OGH on Fake-President Fraud

Benn-Ibler Rechtsanwälte

The strategy of "fake-president fraud" is not designed to deceive persons authorised to make decisions, but to circumvent use of, or misuse existing processes through skilful manipulation and deception of an employee subject to instructions. Managing director liability exists only in the case of individual culpable conduct.

The defendant was one of three managing directors of the plaintiff and at the same time chairman of the board of the parent company, a listed stock corporation. At the end of 2015,the plaintiff became a victim of a "fake-president fraud". This method of fraud is usually initiated via emails and the perpetrators manipulate the employees of a company into transferring money by pretending to be false identities. The plaintiff seeks compensation for the financial loss caused as a result of this attack and argued that the defendant had breached his statutory duties as a managing director by being responsible for the lack of an internal control system.

The purpose of an internal control system is to safeguard assets, ensure the accuracy and reliability of accounts and support compliance with business policies.

In the present case, a control system was in place. However, contrary to the specifications, the “four-eyed” control principle was not adhered to. After exchanging a total of 92 e-mails, the group leader allowed herself to be persuaded to transfer several payments totalling around EUR 54 million to the accounts named to her by the fake president.

Fake-President Fraud, which is based on methods of "social engineering", aims precisely to entice the targeted employees to circumvent the control mechanisms. The method used here goes considerably beyond the conventional e-mails, which are easily recognisable as fraud attempts due to their numerous errors and clumsy wording.

The exploitation of human characteristics is a central feature of the technologically and psychologically adept highly professional attackers. The employee is flattered by expressions of trust and praise, a basis of trust is established, which is reinforced by telephone contacts and the ostensible involvement of reputable authorities - in this case, the financial market authority. Existing doubts are dispelled, false documents are used, all with the aim that the employee is willing to bypass the existing security systems deliberately, supposedly, as an exception, on behalf of the board of directors and in the interest of the company.

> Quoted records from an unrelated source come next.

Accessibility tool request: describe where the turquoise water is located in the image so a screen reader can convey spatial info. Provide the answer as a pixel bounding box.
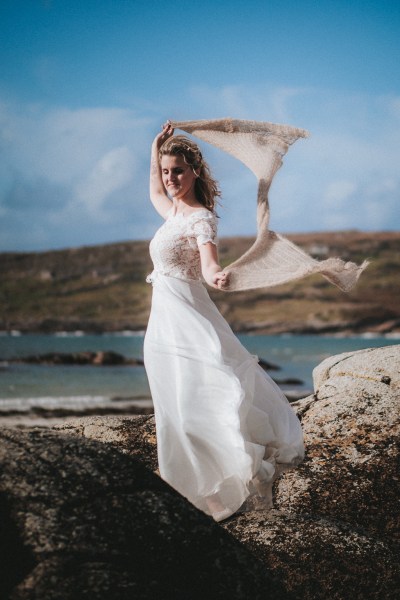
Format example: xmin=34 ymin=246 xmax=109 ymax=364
xmin=0 ymin=332 xmax=398 ymax=405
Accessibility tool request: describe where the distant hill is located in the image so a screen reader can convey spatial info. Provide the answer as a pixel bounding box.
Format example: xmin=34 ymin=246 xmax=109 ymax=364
xmin=1 ymin=231 xmax=400 ymax=335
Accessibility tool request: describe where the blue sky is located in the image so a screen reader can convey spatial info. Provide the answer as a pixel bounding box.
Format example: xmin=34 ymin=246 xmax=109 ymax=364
xmin=1 ymin=0 xmax=399 ymax=251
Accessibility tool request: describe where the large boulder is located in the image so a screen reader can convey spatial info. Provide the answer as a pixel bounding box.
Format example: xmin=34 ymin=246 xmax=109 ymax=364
xmin=275 ymin=345 xmax=400 ymax=542
xmin=55 ymin=345 xmax=400 ymax=598
xmin=56 ymin=414 xmax=159 ymax=471
xmin=223 ymin=510 xmax=396 ymax=599
xmin=0 ymin=427 xmax=289 ymax=600
xmin=6 ymin=345 xmax=398 ymax=598
xmin=231 ymin=344 xmax=400 ymax=599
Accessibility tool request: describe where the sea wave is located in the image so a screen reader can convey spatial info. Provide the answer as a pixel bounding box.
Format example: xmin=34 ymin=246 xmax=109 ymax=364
xmin=0 ymin=394 xmax=153 ymax=415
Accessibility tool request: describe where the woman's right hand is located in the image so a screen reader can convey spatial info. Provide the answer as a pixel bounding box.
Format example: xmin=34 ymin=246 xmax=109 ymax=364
xmin=153 ymin=120 xmax=174 ymax=149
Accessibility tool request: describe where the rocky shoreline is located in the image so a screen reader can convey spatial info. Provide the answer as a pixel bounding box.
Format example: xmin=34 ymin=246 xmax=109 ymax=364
xmin=2 ymin=350 xmax=282 ymax=371
xmin=3 ymin=350 xmax=145 ymax=366
xmin=0 ymin=351 xmax=309 ymax=426
xmin=3 ymin=316 xmax=400 ymax=336
xmin=234 ymin=316 xmax=400 ymax=336
xmin=0 ymin=345 xmax=399 ymax=598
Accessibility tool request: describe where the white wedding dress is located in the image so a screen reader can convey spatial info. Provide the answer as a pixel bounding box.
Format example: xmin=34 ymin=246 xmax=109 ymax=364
xmin=144 ymin=207 xmax=304 ymax=521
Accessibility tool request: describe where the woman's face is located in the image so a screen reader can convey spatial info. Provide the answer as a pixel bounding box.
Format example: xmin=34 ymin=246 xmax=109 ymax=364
xmin=161 ymin=154 xmax=197 ymax=201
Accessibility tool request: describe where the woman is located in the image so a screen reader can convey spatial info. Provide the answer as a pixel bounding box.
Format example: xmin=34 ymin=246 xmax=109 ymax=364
xmin=144 ymin=121 xmax=304 ymax=522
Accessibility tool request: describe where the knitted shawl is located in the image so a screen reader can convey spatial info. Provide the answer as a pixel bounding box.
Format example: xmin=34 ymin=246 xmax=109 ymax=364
xmin=171 ymin=118 xmax=368 ymax=292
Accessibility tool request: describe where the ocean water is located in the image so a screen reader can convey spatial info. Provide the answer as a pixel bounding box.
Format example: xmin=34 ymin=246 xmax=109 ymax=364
xmin=0 ymin=331 xmax=398 ymax=416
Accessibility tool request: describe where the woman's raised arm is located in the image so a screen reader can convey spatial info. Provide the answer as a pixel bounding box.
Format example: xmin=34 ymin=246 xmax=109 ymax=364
xmin=149 ymin=122 xmax=174 ymax=218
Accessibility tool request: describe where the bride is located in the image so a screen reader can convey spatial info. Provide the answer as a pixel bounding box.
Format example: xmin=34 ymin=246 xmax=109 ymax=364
xmin=143 ymin=120 xmax=304 ymax=522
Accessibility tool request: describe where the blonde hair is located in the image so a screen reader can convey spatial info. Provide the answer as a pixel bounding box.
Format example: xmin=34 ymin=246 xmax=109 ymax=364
xmin=159 ymin=135 xmax=221 ymax=211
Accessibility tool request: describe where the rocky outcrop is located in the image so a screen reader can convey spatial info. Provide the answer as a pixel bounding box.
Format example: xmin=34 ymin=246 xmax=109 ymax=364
xmin=2 ymin=345 xmax=399 ymax=598
xmin=56 ymin=415 xmax=159 ymax=472
xmin=4 ymin=351 xmax=144 ymax=366
xmin=3 ymin=352 xmax=292 ymax=382
xmin=231 ymin=344 xmax=400 ymax=599
xmin=223 ymin=510 xmax=396 ymax=599
xmin=0 ymin=427 xmax=288 ymax=600
xmin=275 ymin=345 xmax=400 ymax=542
xmin=55 ymin=345 xmax=400 ymax=598
xmin=4 ymin=351 xmax=280 ymax=372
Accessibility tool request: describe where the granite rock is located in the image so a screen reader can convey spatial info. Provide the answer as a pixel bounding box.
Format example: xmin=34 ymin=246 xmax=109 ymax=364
xmin=4 ymin=344 xmax=399 ymax=598
xmin=275 ymin=345 xmax=400 ymax=544
xmin=223 ymin=510 xmax=397 ymax=600
xmin=0 ymin=427 xmax=288 ymax=600
xmin=57 ymin=345 xmax=400 ymax=598
xmin=56 ymin=415 xmax=158 ymax=472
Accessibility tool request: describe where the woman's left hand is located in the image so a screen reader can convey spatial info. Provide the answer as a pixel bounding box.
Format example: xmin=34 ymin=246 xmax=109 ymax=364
xmin=153 ymin=120 xmax=174 ymax=150
xmin=213 ymin=271 xmax=229 ymax=289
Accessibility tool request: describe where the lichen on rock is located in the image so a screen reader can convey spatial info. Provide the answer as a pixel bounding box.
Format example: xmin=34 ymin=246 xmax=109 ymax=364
xmin=0 ymin=427 xmax=284 ymax=599
xmin=1 ymin=345 xmax=399 ymax=598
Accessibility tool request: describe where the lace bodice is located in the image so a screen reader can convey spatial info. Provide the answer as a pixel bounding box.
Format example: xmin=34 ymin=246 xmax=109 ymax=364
xmin=148 ymin=208 xmax=218 ymax=282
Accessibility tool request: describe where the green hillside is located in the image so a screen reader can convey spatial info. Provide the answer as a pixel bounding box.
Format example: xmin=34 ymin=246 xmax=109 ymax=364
xmin=1 ymin=231 xmax=399 ymax=335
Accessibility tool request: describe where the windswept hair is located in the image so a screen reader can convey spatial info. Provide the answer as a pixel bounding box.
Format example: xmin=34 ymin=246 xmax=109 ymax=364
xmin=159 ymin=135 xmax=221 ymax=212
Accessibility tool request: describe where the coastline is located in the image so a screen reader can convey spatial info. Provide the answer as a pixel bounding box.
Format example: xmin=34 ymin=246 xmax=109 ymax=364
xmin=0 ymin=318 xmax=400 ymax=339
xmin=2 ymin=230 xmax=400 ymax=338
xmin=2 ymin=344 xmax=399 ymax=597
xmin=1 ymin=332 xmax=398 ymax=429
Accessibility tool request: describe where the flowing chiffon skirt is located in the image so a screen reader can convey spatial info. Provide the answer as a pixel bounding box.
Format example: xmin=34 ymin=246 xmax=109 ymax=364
xmin=143 ymin=273 xmax=304 ymax=521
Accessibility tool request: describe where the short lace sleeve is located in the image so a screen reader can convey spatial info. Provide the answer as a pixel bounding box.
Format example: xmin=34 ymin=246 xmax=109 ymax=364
xmin=190 ymin=212 xmax=218 ymax=247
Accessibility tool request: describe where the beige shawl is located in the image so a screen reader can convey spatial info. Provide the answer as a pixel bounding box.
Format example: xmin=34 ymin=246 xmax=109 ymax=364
xmin=171 ymin=118 xmax=368 ymax=292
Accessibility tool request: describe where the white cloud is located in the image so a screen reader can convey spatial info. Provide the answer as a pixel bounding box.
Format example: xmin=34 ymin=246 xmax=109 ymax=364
xmin=0 ymin=86 xmax=399 ymax=250
xmin=0 ymin=100 xmax=156 ymax=248
xmin=186 ymin=84 xmax=308 ymax=123
xmin=324 ymin=180 xmax=358 ymax=207
xmin=76 ymin=146 xmax=135 ymax=218
xmin=0 ymin=103 xmax=149 ymax=184
xmin=269 ymin=87 xmax=309 ymax=124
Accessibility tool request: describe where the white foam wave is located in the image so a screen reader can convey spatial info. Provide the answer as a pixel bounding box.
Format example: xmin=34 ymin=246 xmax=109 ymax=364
xmin=107 ymin=330 xmax=145 ymax=337
xmin=0 ymin=395 xmax=112 ymax=412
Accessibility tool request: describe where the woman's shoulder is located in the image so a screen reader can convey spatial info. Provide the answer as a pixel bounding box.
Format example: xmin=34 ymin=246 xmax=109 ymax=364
xmin=188 ymin=208 xmax=217 ymax=224
xmin=188 ymin=209 xmax=218 ymax=244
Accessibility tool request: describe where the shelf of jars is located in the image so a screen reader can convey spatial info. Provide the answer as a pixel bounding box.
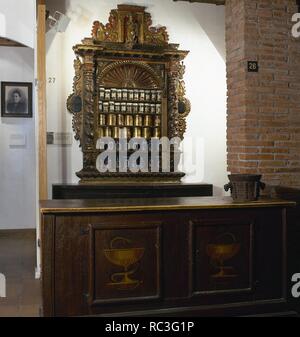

According to Section 25 para 1 of the Act on Limited Liability Companies (Gesellschaft mit beschränkter Haftung-Gesetz, GmbHG) the managing directors are obliged to exercise the diligence of a prudent businessman in their management. Liability of the corporate body presupposes that it exceeds its discretionary powers, makes an evidently incorrect factual decision or an almost unjustifiable decision. The basis of liability under Sec. 25 GmbHG is an individual, culpable breach of duty. Managing directors are only liable for the misconduct of employees if they have culpably violated their organisational and supervisory duties and this violation was causal for the damage.